Cgil Cisl Uil bocciano il metodo e i contenuti del testo che dovrà definire le linee guida da tenere sui luoghi di lavoro di fronte all’emergenza contagio. “Ci è stato presentato un documento praticamente inemendabile e mai condiviso con le organizzazioni sindacali che ricordiamo alla giunta rappresentano i lavoratori – insistono –. E quando abbiamo presentato le nostre osservazioni gli assessori Spinelli e Segnana si sono impegnati a recepirle anche alla luce di quanto si stava discutendo a Roma. Impegno che si è vanificato nell’arco di 24 ore”.

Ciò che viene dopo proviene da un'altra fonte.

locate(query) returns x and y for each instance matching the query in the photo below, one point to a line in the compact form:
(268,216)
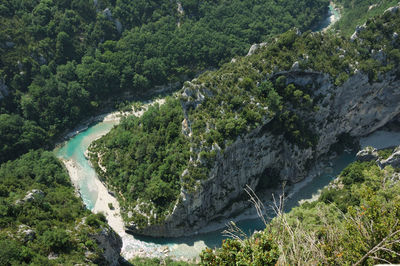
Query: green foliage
(385,153)
(260,249)
(156,262)
(58,56)
(145,157)
(358,12)
(340,231)
(18,135)
(53,215)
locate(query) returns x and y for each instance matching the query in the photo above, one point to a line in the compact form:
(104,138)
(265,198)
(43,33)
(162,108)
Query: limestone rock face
(393,160)
(357,108)
(111,244)
(367,154)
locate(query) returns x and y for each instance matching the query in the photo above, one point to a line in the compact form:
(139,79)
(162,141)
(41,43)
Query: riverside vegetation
(46,87)
(42,221)
(216,108)
(62,60)
(355,221)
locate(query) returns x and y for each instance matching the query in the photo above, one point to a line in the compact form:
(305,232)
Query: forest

Al tavolo con Provincia, Azienda Sanitaria, Uopsal e associazioni datoriali, Cgil Cisl Uil avevano posto alcuni punti fermi: si continua a lavorare solo in quei contesti in cui sono garantite tutte le norme di prevenzione dal contagio; si sospende l’attività per sanificare gli ambienti, si sospende la produzione per modifiche organizzative che assicurino la tutela della salute e in tutti quei posti di lavoro dove, nonostante ogni sforzo, non si possono garantire le misure di contrasto del contagio, si chiude subito. Si assicura massima attenzione al personale che opera nelle attività economiche e di servizi che resteranno aperti perché essenziali e di pubblica utilità. Si fa ricorso a integrazioni salariali in caso di sospensione temporanea o riduzione delle attività.

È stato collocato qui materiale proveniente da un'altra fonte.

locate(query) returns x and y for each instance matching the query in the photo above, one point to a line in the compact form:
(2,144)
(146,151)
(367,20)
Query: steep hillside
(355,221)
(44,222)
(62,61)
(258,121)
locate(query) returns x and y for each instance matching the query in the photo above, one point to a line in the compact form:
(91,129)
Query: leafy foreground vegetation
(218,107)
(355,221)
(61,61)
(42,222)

“Abbiamo avanzato proposte ragionevoli e coerenti a quanto è stato previsto a livello nazionale. La tutela della salute vale più di ogni altro fattore. E’ una scelta di campo per noi nettissima. La Provincia decida da parte stare”, rincarano Faggioni, Sega e Tancredi.

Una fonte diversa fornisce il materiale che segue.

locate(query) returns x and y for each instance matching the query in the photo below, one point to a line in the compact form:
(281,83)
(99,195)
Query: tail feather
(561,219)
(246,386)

In molti posti di lavoro mancano i dispositivi di protezione individuale e trovarli non è facile, come ha confermato lo stesso dirigente del Dipartimento Salute della Pat. “Ci sono poche risorse e pochi mascherine chirurgiche. Vanno date ai lavoratori e alle lavoratrici che sono impegnati nei servizi essenziali. In tutti gli altri settori, se non si può lavorare in sicurezza, ribadiamo che si deve chiudere”, concludono.